If you want to pass multiple values to an argument, you need to combine them otherwise R will only parse the first value. In the case of inner_join(), if R doesn't know that columns are the same in both objects it will create two versions of the column (and distinguish them with.x and .y).

8.7 Activity 4: Filter

Next, we want to filter the questionnaire data to only include first-year students:

first_year <- full_dat %>%
  filter(level = "First year")

This is one of those rare times when reading the error message will give you a clear explanation of what the problem is and how to fix it.

8.8 Activity 5: Mutate and recode

Then, we want to recode gender as a factor and count the number of participants in each gender group. This code will run, but it will introduce an error into your data.

first_year <- first_year %>%
  mutate(gender_coded = factor(gender, levels = c(1,2,3),
                         labels = c("Man", "Woman", "Non-binary")))

first_year %>%
  count(gender_coded)

Look at the order of the levels and labels and think about what 1, 2, and 3 are supposed to represent.

8.9 Activity 6: Select

This code should use the function select() to select the columns participant, gender_coded, age, the three questionnaire score columns, and also rename gender_coded as gender.

first_year <- first_year %>%
  selct(Participant, 
         "gender" = gender_coded,
         age,
         belongingness:self_confidence) 

first_year %>%
  count(gender_coded)

Typos (either mispelled word or incorrect use of capital letters) are the most common cause of code not working. There are two of them in this code.

8.10 Activity 7: Summarise

This code should use group_by() and summarise() to calculate the mean scores on each belonging sub-scale by gender and save it in an object named scores_gender. The final table should have 4 columns (gender, belong, engagement, and confidence) and three rows (one for each gender). This code will run, but it won't produce what it is supposed to.

scores_gender <- first_year %>%
  group_by(participant, gender) %>%
  summarise(belong = mean(belongingness),
            engagement = mean(engagement),
            confidence = mean(self_confidence))
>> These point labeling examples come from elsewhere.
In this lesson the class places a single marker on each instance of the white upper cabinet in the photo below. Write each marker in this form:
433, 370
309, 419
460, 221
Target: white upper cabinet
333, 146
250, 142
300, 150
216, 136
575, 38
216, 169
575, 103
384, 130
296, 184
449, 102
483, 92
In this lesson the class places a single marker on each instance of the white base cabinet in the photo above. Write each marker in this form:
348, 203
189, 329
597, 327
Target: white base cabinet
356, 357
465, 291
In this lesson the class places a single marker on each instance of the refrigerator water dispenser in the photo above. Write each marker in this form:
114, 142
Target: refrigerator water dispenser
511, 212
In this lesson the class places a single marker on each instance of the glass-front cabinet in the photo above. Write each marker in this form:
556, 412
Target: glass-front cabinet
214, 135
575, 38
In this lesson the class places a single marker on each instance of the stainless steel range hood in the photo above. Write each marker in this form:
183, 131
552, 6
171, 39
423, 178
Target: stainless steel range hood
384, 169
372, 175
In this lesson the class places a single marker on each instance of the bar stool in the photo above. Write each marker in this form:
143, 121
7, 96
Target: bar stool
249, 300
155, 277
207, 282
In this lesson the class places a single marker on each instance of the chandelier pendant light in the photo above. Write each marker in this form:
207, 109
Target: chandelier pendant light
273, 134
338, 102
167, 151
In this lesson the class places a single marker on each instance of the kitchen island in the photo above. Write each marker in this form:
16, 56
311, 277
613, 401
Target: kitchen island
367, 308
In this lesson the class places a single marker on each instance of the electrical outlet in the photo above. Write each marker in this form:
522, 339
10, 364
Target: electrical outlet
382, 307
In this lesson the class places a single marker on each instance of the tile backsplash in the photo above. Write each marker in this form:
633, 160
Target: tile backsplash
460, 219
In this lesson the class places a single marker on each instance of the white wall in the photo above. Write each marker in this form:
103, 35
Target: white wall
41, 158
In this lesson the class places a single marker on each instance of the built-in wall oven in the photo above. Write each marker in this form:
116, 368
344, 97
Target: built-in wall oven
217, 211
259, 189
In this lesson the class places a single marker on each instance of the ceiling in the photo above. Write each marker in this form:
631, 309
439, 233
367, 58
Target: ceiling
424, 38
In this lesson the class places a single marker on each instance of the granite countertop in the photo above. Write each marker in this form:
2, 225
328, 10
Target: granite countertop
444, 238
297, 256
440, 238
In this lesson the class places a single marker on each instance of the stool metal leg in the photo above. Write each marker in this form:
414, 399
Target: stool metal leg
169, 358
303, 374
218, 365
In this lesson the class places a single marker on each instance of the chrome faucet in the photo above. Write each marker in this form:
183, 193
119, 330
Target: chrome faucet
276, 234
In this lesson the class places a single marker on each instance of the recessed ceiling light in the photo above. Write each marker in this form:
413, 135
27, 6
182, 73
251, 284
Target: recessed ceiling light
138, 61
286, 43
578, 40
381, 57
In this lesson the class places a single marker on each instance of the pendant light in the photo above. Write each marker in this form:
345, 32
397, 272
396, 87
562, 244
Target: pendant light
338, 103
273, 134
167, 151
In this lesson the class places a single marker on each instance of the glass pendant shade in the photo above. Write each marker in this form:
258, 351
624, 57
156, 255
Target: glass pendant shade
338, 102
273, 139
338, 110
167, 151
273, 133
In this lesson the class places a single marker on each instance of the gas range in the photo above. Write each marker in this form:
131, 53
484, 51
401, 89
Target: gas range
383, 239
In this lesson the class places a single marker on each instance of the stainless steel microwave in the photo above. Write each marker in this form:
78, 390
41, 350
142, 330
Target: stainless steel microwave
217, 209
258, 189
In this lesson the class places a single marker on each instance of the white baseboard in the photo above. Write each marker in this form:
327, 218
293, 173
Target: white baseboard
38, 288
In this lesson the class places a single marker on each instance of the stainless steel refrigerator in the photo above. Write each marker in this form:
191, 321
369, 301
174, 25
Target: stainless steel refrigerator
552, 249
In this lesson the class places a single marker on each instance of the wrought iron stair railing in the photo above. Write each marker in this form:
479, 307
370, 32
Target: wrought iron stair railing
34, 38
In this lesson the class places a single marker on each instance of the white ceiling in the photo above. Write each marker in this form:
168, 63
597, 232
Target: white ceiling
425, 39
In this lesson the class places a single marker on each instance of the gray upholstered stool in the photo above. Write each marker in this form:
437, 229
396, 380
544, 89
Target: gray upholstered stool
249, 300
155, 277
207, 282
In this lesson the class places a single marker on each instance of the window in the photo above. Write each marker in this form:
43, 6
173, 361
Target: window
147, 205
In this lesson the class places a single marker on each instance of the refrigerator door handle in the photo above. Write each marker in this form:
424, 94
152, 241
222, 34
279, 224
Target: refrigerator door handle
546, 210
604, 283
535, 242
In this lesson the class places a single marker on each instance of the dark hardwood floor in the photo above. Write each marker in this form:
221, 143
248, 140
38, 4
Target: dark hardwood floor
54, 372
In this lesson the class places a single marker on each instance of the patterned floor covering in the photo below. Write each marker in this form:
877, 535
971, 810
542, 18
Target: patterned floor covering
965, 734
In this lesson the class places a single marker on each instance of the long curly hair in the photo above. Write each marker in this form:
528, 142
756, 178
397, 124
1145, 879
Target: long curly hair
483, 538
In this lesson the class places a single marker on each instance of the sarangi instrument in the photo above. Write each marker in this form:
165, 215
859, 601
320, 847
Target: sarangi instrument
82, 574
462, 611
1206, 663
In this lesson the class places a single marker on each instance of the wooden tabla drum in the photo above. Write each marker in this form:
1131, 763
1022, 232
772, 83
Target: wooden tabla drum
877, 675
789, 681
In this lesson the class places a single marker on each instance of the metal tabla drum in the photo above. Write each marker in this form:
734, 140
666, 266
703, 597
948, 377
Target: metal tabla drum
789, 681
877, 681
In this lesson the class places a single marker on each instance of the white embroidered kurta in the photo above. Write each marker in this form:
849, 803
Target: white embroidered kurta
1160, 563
If you're trying to calculate summary statistics by group, you only need to add the variables you want to create stats for to group_by(). If you get more rows of data than you want, you've probably got too many variables in group_by(), if you've got too few rows of data, you've probably not got all the variables you need.

8.11 Activity 8: Boxplots

Now we want to make a boxplot that shows belonging scores by gender using ggplot(). This code will either give you an error of incomplete expression or it may not throw an error, but it also won't fully run and you'll need to put your cursor in the console and press escape to get out of it.

ggplot(first_year, aes(x = gender, y = belongingness) +
  geom_violin() +
  geom_boxplot(width = .2) 

Every ( needs a ).

8.12 Activity 9: Scatterplot

Finally, we want to make a grouped scatterplot that shows the relationship between belonging scores and engagement scores by gender. There should be different coloured data points for each gender and different coloured lines and the colours should use the colour-blind friendly viridis palette.

This code will run and produce a scatterplot, but it isn't what we want.

ggplot(first_year, aes(x = belongingness, y = engagement, fill = gender)) +
  geom_point() +
  geom_smooth(method = "lm") +
  scale_colour_viridis_d(option = "D")
## `geom_smooth()` using formula = 'y ~ x'

fill sets the color inside the points. Using fill with dots and lines might not make much of a difference because they don't have an area to fill. What other argument can you use to change the colour?

8.13 Finished

And you're done, not only with this chapter but for the data skills workbook for Psych 1A! You've come incredibly far in a short space of time. It doesn't matter if you don't understand absolutely all of the code we've covered so far and there's no expectation that you would be able to do any of it completely from memory at this point. What matters is that your skills are developing and you're making progress in the right direction.